方法論を統合する必要性
土曜日にフロリダから帰ってきました。
現地の様子のレポートは、
公式ブログにアップしましたので、ぜひご覧ください。
レポート第1弾『東京からフロリダへの旅路と国際大会前日』
レポート第2弾『テクニカルプログラム(論文発表)』
レポート第3弾『フロリダで得たものと、これからの目標』
今回参加したのは、米国VE協会(SAVE)の国際大会でした。
VE(Value Engineering)は、VA(Value Analysis)とも言われます。VEという用語は、工業デザインや建設業界でつかわれることが多く、VAは企画、設計プロセスで使われることが多いようです。この二つに本質的な違いはなく、同じものです。現在では、これらを総称して、Value Methodology と呼ばれることが多いようです。以下、VMと表記します。
VMは、
A systematic process used by a multidisciplinary team to improve the value of projects through the analysis of functions.
と定義されています(SAVE VM Standard)。
つまり、さまざまな専門性をもった人たちがチームを組み、ファンクションの分析という活動を通じて、プロジェクトの価値を高める取り組みのことを言います。VMは系統だったプロセスとともに、多くの分析技術を提供します。
今回の国際大会で私が発表した論文は、VMをソフトウェアプロジェクト、なかでもソフトウェア要件定義に適用することで、その課題に対処することができるということ、そしてその具体的なアプローチについて述べたものでした。
論文のアブストラクトを載せておきます。
Value Engineering (VE) is not well‐known in the software industry. Considering the powerful potential and benefits of its use, this failure is a big loss. The major challenge for software developers is how to correctly understand the users’ needs and how to incorporate their ever‐changing needs properly into software systems. Value Engineering is a very effective method to resolve this problem. This paper discusses a VE technique to apply specifically in the software requirements development process and software requirements management process.

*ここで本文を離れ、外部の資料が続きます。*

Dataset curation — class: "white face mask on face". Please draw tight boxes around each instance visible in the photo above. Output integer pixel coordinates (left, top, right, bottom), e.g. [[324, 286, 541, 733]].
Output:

VMは、日本では建設、製造業、公共事業などで、大きな成果を上げており、その有効性は広く認知されています。しかし、ソフトウェア開発や、プロジェクトマネジメントの世界では、ほとんど知られていないのが現状です。
ソフトウェア開発は、これまでソフトウェアエンジニアリングや、プロジェクトマネジメント、他にもたくさんの方法論が、流行っては消え、流行っては消えとしています。まだ歴史に耐えた方法論はないのです。
また、それぞれの方法論が解決できるのは、問題の一側面に過ぎません。
たとえば、プロジェクトマネジメントは、プロジェクトの「有期性」と「独自性」、つまり不確実性に対処するものですが、逆にいえば、不確実性にしか対処できないということです。
また、ソフトウェアエンジニアリングは、極端に言えば、「決められたものを、いかに作るか」という方法論を提示してくれますが、それがもたらす「価値」を高めるにはどうすればいいのかという問いには答えてくれません。
つまり、何か一つの方法論を取り入れれば、すべての問題が解決するわけではなく、それらの方法論を、凝集的(Cohesive)に統合するアプローチが必要とされています。
こららの方法論を統合し、プロセスが生み出す価値を高め、安定して顧客に価値を届けるには、「ファンクション=機能」という共通言語を利用することが有効です。
今後、折に触れ、その具体的なアプローチについても、書いていきたいと思います。